In other industries, the union’s request is already being granted as a matter of course. Until recently, the actor now known as “Elliot Page,” a man, was instead known as “Ellen Page,” a woman. Indeed, for years, Page’s public name was “Ellen,” a fact that was reflected on IMDB, on Netflix, on Wikipedia, and so on. Last year, though, this changed — and, with it, so did the history of cinema. Today, Apple Movies, Amazon Prime Video, Hulu, and others list the star of the movie Juno — which is about a girl who gets pregnant — as “Elliot Page,” even though this was not Page’s name when the movie was made and distributed.
Again, I am not especially interested in arguing over the merits of Page’s core claim; in the grand scheme of things, what our thespians wish to be known as is just not that important a question.
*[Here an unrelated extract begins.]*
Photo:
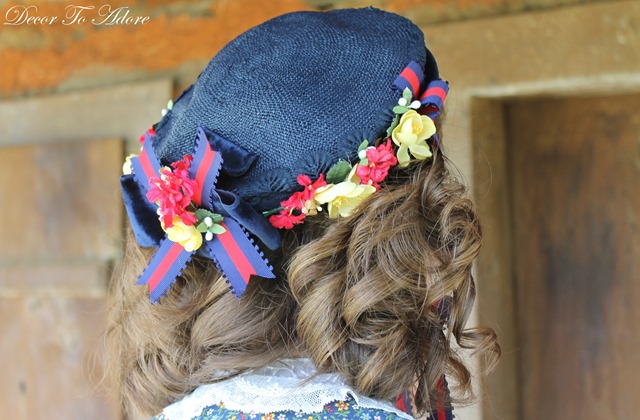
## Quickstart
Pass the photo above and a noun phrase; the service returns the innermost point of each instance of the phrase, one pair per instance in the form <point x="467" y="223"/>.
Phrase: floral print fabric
<point x="347" y="409"/>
Instead, I am wondering how this capability could be used for more sinister ends as it becomes more widespread. At some point, physical copies of products such as newspapers, albums, movies, and video games will die out in favor of wholly ephemeral versions that are stored on remotely run servers and licensed with a key. And, when they do, those who run the services that provide them are going to enjoy incredible power over history. Historians looking back at the life of Muhammad Ali will not find it difficult to pinpoint the moment that he ceased to be Cassius Clay. But if he’d been born in 2020, they very well might.
Pretty much everyone in the world has an incentive to change something about their history. Newspapers that make mistakes have an incentive to edit their pieces without acknowledgment; politicians who consider a given speech or appearance embarrassing have an incentive to erase it from the record; corporations that upset their customers have an incentive to make their mistakes disappear. Because people still make copies, because the Web thrives on hostile interaction, and because major events are still widely covered, it remains difficult for individual players to completely paint over the past. But it would be foolish to pretend that the digital age does not make such an endeavor easier than it has been at any other point in human history, and it would be foolish, too, to pretend that there are no examples of mass compliance with the revised narratives that result. The New York Times will eventually cave to its employees’ demand, and, when it does, everyone else in its orbit will, too. Perhaps, then, a new slogan will be in order: “All the News That’s Fit to Print — and Alter without Notice, If Necessary.”